Re: [PATCH 1/1] netfilter: ipset: fix race condition between swap/destroy and kernel side add/del/test

[Date Prev][Date Next][Thread Prev][Thread Next][Date Index][Thread Index]

 



On Fri, 20 Oct 2023, Linkui Xiao wrote:

> On 10/20/23 03:19, Jozsef Kadlecsik wrote:
> > Linkui Xiao reported that there's a race condition when ipset swap and
> > destroy is
> > called, which can lead to crash in add/del/test element operations. Swap
> > then
> > destroy are usual operations to replace a set with another one in a
> > production
> > system. The issue can in some cases be reproduced with the script:
> > 
> > ipset create hash_ip1 hash:net family inet hashsize 1024 maxelem 1048576
> > ipset add hash_ip1 172.20.0.0/16
> > ipset add hash_ip1 192.168.0.0/16
> > iptables -A INPUT -m set --match-set hash_ip1 src -j ACCEPT
> > while [ 1 ]
> > do
> > 	# ... Ongoing traffic...
> >          ipset create hash_ip2 hash:net family inet hashsize 1024 maxelem
> > 1048576
> >          ipset add hash_ip2 172.20.0.0/16
> >          ipset swap hash_ip1 hash_ip2
> >          ipset destroy hash_ip2
> >          sleep 0.05
> > done
> > 
> > In the race case the possible order of the operations are
> > 
> > 	CPU0			CPU1
> > 	ip_set_test
> > 				ipset swap hash_ip1 hash_ip2
> > 				ipset destroy hash_ip2
> > 	hash_net_kadt
> > 
> > Swap replaces hash_ip1 with hash_ip2 and then destroy removes hash_ip2 which
> > is the original hash_ip1. ip_set_test was called on hash_ip1 and because
> > destroy
> > removed it, hash_net_kadt crashes.
> > 
> > The fix is to protect both the list of the sets and the set pointers in an
> > extended RCU
> > region and before calling destroy, wait to finish all started
> > rcu_read_lock().
> > 
> > The first version of the patch was written by Linkui Xiao
> > <xiaolinkui@xxxxxxxxxx>.
> > 
> > Closes:
> > https://lore.kernel.org/all/69e7963b-e7f8-3ad0-210-7b86eebf7f78@xxxxxxxxxxxxx/
> > Reported by: Linkui Xiao <xiaolinkui@xxxxxxxxxx>
> > Signed-off-by: Jozsef Kadlecsik <kadlec@xxxxxxxxxxxxx>
> > ---
> >   net/netfilter/ipset/ip_set_core.c | 28 +++++++++++++++++++++++-----
> >   1 file changed, 23 insertions(+), 5 deletions(-)
> > 
> > diff --git a/net/netfilter/ipset/ip_set_core.c
> > b/net/netfilter/ipset/ip_set_core.c
> > index e564b5174261..7eedd2825e0c 100644
> > --- a/net/netfilter/ipset/ip_set_core.c
> > +++ b/net/netfilter/ipset/ip_set_core.c
> > @@ -704,13 +704,18 @@ ip_set_rcu_get(struct net *net, ip_set_id_t index)

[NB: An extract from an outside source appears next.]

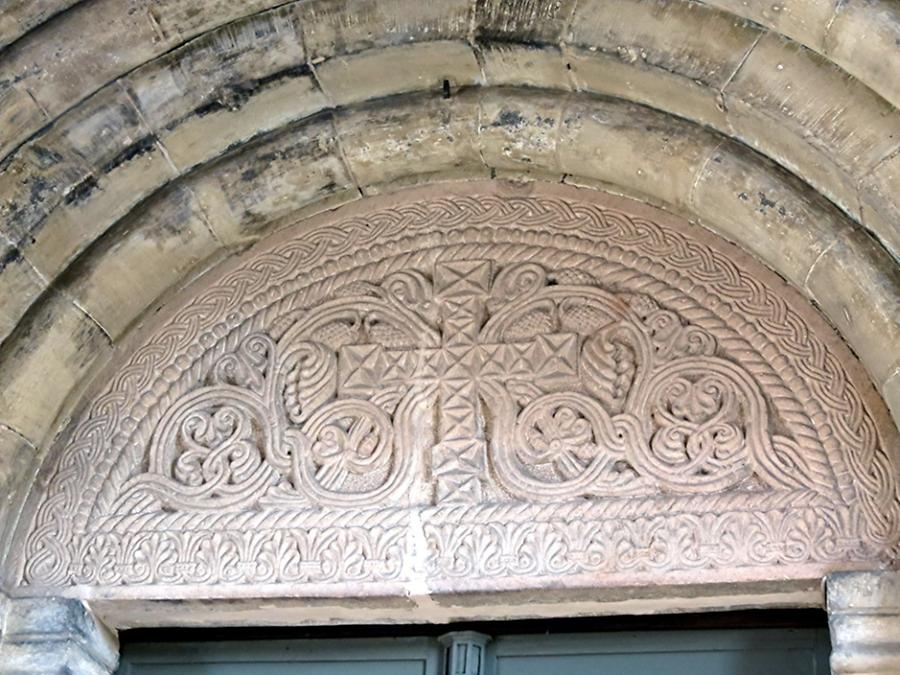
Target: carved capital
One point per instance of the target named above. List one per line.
(864, 620)
(50, 636)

> >   	struct ip_set_net *inst = ip_set_pernet(net);
> >     	rcu_read_lock();
> > -	/* ip_set_list itself needs to be protected */
> > +	/* ip_set_list and the set pointer need to be protected */
> >   	set = rcu_dereference(inst->ip_set_list)[index];
> > -	rcu_read_unlock();
> >     	return set;
> >   }
> >   +static inline void
> > +ip_set_rcu_put(struct ip_set *set __always_unused)
> > +{
> > +	rcu_read_unlock();
> > +}
> > +
> >   static inline void
> >   ip_set_lock(struct ip_set *set)
> >   {
> > @@ -736,8 +741,10 @@ ip_set_test(ip_set_id_t index, const struct sk_buff
> > *skb,
> >   	pr_debug("set %s, index %u\n", set->name, index);
> >     	if (opt->dim < set->type->dimension ||
> > -	    !(opt->family == set->family || set->family == NFPROTO_UNSPEC))

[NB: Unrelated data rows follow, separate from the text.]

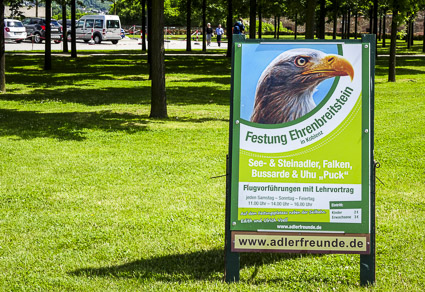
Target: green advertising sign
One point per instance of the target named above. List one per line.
(300, 145)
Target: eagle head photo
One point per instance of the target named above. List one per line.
(285, 88)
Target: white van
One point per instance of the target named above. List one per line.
(14, 30)
(99, 28)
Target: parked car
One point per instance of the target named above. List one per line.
(14, 30)
(99, 28)
(36, 28)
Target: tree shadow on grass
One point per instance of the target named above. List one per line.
(74, 125)
(198, 265)
(188, 95)
(66, 126)
(402, 62)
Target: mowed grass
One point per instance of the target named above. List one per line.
(95, 195)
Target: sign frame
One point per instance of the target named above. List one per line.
(367, 257)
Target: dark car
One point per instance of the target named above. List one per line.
(68, 27)
(36, 29)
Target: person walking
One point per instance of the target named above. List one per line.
(219, 32)
(209, 33)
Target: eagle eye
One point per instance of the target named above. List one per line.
(301, 61)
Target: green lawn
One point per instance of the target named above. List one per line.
(95, 195)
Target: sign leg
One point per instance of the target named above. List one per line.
(231, 259)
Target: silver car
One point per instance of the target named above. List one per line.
(14, 30)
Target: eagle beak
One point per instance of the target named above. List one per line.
(332, 66)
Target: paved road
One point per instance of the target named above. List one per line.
(125, 44)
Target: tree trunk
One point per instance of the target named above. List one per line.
(409, 33)
(143, 32)
(348, 23)
(260, 23)
(48, 39)
(229, 27)
(322, 16)
(371, 20)
(309, 24)
(355, 24)
(204, 25)
(64, 28)
(158, 97)
(384, 29)
(375, 17)
(423, 38)
(278, 27)
(150, 30)
(392, 63)
(2, 51)
(73, 30)
(335, 20)
(188, 25)
(253, 18)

> > +	    !(opt->family == set->family || set->family == NFPROTO_UNSPEC)) {
> > +		ip_set_rcu_put(set);
> >   		return 0;
> > +	}
> >     	ret = set->variant->kadt(set, skb, par, IPSET_TEST, opt);
> >   @@ -756,6 +763,7 @@ ip_set_test(ip_set_id_t index, const struct sk_buff
> > *skb,
> >   			ret = -ret;
> >   	}
> >   +	ip_set_rcu_put(set);
> >   	/* Convert error codes to nomatch */
> >   	return (ret < 0 ? 0 : ret);
> >   }
> > @@ -772,12 +780,15 @@ ip_set_add(ip_set_id_t index, const struct sk_buff
> > *skb,
> >   	pr_debug("set %s, index %u\n", set->name, index);
> >     	if (opt->dim < set->type->dimension ||
> > -	    !(opt->family == set->family || set->family == NFPROTO_UNSPEC))

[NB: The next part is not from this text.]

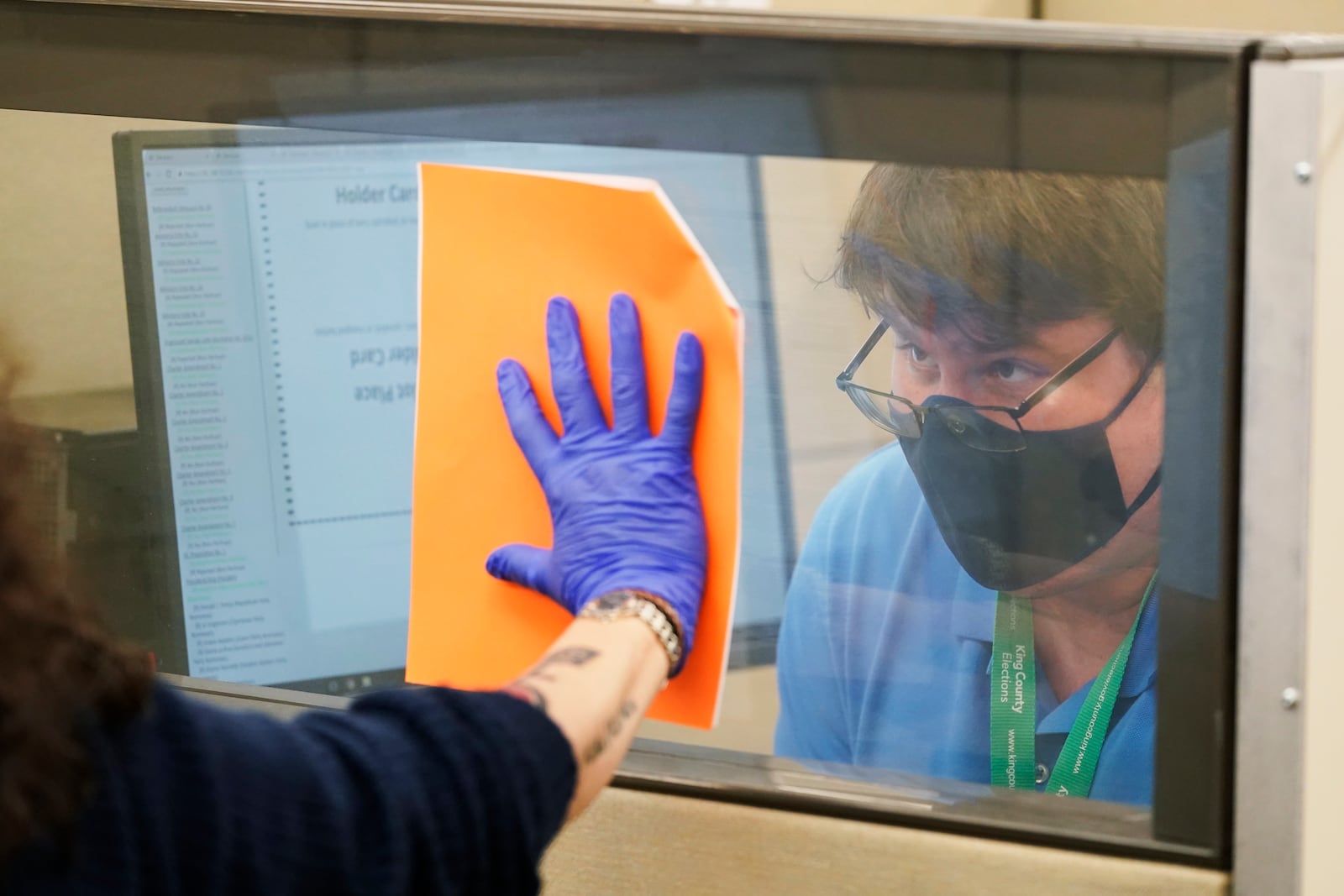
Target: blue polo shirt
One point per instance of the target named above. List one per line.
(885, 651)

> > +	    !(opt->family == set->family || set->family == NFPROTO_UNSPEC)) {
> > +		ip_set_rcu_put(set);
> >   		return -IPSET_ERR_TYPE_MISMATCH;
> > +	}
> >     	ip_set_lock(set);
> >   	ret = set->variant->kadt(set, skb, par, IPSET_ADD, opt);
> >   	ip_set_unlock(set);
> > +	ip_set_rcu_put(set);
> >     	return ret;
> >   }
> > @@ -794,12 +805,15 @@ ip_set_del(ip_set_id_t index, const struct sk_buff
> > *skb,
> >   	pr_debug("set %s, index %u\n", set->name, index);
> >     	if (opt->dim < set->type->dimension ||
> > -	    !(opt->family == set->family || set->family == NFPROTO_UNSPEC))
> > +	    !(opt->family == set->family || set->family == NFPROTO_UNSPEC)) {
> > +		ip_set_rcu_put(set);
> >   		return -IPSET_ERR_TYPE_MISMATCH;
> > +	}
> >     	ip_set_lock(set);
> >   	ret = set->variant->kadt(set, skb, par, IPSET_DEL, opt);
> >   	ip_set_unlock(set);
> > +	ip_set_rcu_put(set);
> >     	return ret;
> >   }
> > @@ -874,6 +888,7 @@ ip_set_name_byindex(struct net *net, ip_set_id_t index,
> > char *name)
> >   	read_lock_bh(&ip_set_ref_lock);
> >   	strscpy_pad(name, set->name, IPSET_MAXNAMELEN);
> >   	read_unlock_bh(&ip_set_ref_lock);
> > +	ip_set_rcu_put(set);
> >   }
> >   EXPORT_SYMBOL_GPL(ip_set_name_byindex);
> >   @@ -1188,6 +1203,9 @@ static int ip_set_destroy(struct sk_buff *skb, const
> > struct nfnl_info *info,
> >   	if (unlikely(protocol_min_failed(attr)))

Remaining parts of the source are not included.